The very first thing I did there was go out walking, and my feet had a memory of their own and took me right into the heart of the Tiergarten district and to one particular house. Tante Lore's, where a large headstone with a Jewish star on it now dominated the front yard. The former aristocratic townhouse had been rebuilt and divided into apartments, and I climbed to the top floor, took a deep breath, and knocked. Somehow I was sure she'd still be alive, heavy with years, that Aryan blonde hair all gray. But she wasn't. Instead a fair-haired woman about my age answered the door, and when I asked after my Tante Lore, this woman hesitated, then informed me that her aunt—her brother's sister—had died not long after the war. By the name of Marianne, Loremarie's niece was quite pleasant and very attractive—high cheekbones, long, slender body—and she invited me in for tea. She'd heard of Eva, Joe, Dieter and me, but assumed we'd all died during the fall of Berlin or the first horrible years of defeat. Dieter had, anyway. She knew that for a fact, because Loremarie had told how he'd saved her from a Russian and in turn been executed.

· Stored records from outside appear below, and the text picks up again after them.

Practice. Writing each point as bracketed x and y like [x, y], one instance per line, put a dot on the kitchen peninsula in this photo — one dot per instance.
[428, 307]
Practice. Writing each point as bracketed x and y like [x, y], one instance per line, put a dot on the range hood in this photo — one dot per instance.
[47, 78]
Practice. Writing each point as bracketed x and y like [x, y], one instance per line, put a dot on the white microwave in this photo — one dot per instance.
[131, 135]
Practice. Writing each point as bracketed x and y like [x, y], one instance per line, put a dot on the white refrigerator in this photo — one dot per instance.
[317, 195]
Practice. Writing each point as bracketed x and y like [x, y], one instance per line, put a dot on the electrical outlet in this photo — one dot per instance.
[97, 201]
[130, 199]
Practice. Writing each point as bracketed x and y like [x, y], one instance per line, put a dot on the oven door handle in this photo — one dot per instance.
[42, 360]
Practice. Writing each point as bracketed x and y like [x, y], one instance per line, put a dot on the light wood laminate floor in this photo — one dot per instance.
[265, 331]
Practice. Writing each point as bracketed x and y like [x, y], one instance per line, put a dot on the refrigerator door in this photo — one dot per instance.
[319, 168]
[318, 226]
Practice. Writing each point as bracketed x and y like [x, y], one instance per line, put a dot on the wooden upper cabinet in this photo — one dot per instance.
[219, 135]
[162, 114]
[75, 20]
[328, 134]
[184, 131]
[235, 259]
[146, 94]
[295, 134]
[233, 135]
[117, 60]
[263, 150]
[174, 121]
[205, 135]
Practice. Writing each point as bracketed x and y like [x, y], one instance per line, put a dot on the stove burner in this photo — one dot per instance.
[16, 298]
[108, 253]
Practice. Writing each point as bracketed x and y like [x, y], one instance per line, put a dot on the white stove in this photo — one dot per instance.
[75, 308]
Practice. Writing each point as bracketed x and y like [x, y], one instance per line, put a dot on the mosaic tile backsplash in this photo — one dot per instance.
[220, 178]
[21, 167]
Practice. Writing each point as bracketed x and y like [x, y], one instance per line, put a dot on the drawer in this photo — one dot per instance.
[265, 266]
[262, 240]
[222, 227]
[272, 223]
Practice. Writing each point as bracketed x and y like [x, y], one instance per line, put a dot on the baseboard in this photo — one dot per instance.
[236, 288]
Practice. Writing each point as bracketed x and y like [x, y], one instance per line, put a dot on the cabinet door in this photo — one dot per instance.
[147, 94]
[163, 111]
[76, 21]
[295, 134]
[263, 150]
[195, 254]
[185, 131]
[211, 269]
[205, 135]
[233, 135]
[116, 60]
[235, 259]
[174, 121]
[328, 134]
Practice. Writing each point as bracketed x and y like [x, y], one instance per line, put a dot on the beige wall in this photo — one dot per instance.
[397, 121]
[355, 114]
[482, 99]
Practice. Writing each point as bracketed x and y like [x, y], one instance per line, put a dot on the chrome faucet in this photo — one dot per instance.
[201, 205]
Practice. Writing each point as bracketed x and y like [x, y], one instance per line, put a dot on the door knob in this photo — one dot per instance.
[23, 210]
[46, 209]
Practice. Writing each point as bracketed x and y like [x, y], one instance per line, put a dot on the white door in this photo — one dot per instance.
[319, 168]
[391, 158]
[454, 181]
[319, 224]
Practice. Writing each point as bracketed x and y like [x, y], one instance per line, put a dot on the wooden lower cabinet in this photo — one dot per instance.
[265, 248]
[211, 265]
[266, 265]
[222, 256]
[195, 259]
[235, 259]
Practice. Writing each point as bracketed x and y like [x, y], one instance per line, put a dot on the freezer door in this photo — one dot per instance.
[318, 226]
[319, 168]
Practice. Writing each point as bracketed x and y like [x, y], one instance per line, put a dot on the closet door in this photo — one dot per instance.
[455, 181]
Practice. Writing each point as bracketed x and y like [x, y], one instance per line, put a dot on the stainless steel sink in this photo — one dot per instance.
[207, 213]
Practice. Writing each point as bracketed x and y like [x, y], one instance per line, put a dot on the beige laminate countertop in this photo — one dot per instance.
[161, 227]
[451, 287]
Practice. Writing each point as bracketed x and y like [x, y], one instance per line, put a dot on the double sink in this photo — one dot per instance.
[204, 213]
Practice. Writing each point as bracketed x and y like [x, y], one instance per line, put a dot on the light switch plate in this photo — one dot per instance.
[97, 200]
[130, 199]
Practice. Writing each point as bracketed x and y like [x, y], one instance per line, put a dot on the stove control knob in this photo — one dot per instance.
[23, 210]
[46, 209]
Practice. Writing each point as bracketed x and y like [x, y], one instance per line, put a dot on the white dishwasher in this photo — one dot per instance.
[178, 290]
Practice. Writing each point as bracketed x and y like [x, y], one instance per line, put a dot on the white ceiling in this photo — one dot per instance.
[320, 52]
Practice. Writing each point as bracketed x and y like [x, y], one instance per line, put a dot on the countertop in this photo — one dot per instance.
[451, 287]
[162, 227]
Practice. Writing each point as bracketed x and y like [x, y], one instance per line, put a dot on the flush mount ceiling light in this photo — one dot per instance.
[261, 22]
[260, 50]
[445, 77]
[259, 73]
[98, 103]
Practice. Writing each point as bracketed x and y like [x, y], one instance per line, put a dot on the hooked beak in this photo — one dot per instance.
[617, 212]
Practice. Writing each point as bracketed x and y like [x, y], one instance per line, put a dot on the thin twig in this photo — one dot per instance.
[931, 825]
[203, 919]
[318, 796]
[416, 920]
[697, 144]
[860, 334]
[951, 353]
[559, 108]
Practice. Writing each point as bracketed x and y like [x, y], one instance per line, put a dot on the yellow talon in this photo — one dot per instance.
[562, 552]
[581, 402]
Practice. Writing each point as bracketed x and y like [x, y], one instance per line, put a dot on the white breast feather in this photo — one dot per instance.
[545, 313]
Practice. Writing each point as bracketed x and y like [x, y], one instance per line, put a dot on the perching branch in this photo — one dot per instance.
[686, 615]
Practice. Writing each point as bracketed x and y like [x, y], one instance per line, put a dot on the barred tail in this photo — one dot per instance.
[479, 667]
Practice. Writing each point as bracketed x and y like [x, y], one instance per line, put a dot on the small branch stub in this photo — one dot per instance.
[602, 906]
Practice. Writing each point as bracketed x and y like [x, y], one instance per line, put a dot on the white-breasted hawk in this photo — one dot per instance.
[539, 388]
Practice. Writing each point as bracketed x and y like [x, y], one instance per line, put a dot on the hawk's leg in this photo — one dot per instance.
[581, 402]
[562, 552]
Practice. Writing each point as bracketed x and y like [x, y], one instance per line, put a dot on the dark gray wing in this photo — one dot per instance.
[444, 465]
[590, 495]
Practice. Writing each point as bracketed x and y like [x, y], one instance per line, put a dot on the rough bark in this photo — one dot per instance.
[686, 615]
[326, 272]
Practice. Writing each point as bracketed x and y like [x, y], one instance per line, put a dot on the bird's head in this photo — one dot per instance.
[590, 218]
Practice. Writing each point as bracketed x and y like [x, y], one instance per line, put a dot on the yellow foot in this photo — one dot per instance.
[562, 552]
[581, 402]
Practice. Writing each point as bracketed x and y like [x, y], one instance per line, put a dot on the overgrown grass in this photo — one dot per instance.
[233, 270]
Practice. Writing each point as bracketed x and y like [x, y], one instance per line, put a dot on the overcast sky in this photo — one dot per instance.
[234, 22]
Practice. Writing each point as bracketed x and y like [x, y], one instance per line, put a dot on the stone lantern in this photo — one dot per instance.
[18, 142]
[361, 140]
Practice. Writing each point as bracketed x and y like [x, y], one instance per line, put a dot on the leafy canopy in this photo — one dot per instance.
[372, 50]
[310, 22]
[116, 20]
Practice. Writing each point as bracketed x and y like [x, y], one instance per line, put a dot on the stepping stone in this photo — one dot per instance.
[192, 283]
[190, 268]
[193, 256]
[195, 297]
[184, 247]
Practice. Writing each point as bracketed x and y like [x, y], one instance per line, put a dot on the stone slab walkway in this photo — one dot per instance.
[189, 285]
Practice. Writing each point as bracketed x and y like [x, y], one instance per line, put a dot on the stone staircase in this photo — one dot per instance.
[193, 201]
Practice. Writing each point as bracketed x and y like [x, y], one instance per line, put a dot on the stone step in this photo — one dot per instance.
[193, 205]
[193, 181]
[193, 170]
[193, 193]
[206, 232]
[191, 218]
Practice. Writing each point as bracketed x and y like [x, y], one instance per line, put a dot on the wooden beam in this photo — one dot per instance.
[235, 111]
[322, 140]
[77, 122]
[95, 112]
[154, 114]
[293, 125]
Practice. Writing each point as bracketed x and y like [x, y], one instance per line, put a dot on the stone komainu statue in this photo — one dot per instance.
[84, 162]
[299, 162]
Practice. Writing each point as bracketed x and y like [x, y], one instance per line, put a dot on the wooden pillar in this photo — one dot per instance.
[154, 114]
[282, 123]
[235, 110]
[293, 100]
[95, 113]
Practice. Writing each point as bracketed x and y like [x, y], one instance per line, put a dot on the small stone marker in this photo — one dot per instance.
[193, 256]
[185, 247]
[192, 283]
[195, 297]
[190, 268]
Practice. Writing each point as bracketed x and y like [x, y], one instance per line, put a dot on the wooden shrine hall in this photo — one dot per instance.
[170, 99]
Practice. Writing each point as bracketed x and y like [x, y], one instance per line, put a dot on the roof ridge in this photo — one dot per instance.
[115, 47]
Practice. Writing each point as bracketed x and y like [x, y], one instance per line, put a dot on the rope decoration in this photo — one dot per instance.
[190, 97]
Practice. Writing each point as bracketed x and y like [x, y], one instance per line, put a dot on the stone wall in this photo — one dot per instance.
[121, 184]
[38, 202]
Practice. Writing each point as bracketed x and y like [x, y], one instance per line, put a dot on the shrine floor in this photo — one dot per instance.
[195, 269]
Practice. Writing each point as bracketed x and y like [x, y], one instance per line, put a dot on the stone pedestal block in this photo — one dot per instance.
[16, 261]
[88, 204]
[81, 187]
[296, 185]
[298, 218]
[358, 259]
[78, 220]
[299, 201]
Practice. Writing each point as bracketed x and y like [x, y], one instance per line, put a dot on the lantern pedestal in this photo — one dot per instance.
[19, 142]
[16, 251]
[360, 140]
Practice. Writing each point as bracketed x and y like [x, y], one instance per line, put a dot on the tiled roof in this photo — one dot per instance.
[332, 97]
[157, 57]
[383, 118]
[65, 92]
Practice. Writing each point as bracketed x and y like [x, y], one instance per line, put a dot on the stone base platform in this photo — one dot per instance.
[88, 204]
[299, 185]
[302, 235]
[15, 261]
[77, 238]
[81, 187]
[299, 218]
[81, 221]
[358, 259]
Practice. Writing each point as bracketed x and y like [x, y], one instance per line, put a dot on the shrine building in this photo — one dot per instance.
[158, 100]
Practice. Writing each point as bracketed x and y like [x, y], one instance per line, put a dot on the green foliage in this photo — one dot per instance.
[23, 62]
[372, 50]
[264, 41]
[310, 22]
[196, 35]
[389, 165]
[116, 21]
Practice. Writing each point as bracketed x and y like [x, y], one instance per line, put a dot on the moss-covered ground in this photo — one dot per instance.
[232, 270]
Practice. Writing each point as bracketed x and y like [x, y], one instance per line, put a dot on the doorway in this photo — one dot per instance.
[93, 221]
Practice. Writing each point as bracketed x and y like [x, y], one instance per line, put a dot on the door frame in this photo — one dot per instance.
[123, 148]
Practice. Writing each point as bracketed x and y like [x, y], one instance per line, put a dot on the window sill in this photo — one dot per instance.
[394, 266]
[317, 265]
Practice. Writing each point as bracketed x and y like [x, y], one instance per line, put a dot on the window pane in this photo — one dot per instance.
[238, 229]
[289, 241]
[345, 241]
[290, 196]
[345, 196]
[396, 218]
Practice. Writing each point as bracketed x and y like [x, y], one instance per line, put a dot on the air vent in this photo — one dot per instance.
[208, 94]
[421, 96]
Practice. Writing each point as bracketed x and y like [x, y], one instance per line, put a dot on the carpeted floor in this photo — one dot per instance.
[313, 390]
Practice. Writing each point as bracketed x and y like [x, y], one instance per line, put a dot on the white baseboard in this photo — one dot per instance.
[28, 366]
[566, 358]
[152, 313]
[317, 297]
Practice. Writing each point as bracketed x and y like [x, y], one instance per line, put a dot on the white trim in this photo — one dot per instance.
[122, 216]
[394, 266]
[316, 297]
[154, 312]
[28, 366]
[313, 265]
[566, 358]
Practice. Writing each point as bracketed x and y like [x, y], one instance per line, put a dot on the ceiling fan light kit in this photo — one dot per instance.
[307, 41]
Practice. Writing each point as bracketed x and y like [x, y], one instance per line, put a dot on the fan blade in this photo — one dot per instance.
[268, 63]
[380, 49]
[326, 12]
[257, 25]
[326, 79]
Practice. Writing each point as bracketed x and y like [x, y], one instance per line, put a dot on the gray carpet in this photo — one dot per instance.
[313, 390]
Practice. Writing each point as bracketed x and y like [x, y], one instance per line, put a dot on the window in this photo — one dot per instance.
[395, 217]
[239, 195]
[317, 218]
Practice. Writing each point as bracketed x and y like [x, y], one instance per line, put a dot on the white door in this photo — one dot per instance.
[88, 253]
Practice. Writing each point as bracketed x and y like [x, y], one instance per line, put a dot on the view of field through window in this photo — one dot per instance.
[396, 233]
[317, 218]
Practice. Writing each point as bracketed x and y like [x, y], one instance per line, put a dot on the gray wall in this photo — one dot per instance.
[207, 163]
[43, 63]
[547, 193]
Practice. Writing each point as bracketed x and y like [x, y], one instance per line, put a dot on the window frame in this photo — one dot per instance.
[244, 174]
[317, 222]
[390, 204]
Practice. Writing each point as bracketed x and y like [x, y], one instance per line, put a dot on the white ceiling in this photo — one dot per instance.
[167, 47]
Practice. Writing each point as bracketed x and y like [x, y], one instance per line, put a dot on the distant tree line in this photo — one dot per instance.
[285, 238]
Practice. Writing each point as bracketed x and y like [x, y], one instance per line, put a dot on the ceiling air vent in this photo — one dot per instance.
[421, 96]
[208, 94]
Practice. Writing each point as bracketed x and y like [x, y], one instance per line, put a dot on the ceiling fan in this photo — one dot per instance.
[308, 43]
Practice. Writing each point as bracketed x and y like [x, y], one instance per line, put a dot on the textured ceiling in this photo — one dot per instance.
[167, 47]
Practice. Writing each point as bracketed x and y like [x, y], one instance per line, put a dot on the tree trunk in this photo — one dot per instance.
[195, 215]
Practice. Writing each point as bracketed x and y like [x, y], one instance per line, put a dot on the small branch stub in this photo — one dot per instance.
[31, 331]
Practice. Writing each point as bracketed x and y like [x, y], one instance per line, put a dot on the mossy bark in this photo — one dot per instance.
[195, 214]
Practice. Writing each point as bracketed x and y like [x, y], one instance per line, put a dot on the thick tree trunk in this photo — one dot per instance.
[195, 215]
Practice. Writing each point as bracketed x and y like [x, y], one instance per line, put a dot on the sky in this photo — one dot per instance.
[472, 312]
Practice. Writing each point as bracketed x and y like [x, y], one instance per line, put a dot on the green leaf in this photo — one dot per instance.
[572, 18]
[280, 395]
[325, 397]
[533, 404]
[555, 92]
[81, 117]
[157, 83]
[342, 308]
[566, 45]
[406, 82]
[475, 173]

I stayed only for a while—I really didn't recognize the house, it had changed so during restoration—and next I went to the cemetery where we'd buried Erich. When I couldn't remember where we'd placed him in that vast space, I did a short trance, took myself into hypnosis until I saw a tree and a wall. Then I opened my eyes. The wall with the hole was repaired, of course, and that tree long gone, but I found the approximate site and spread out a bed of flowers. Mein kleiner Erich.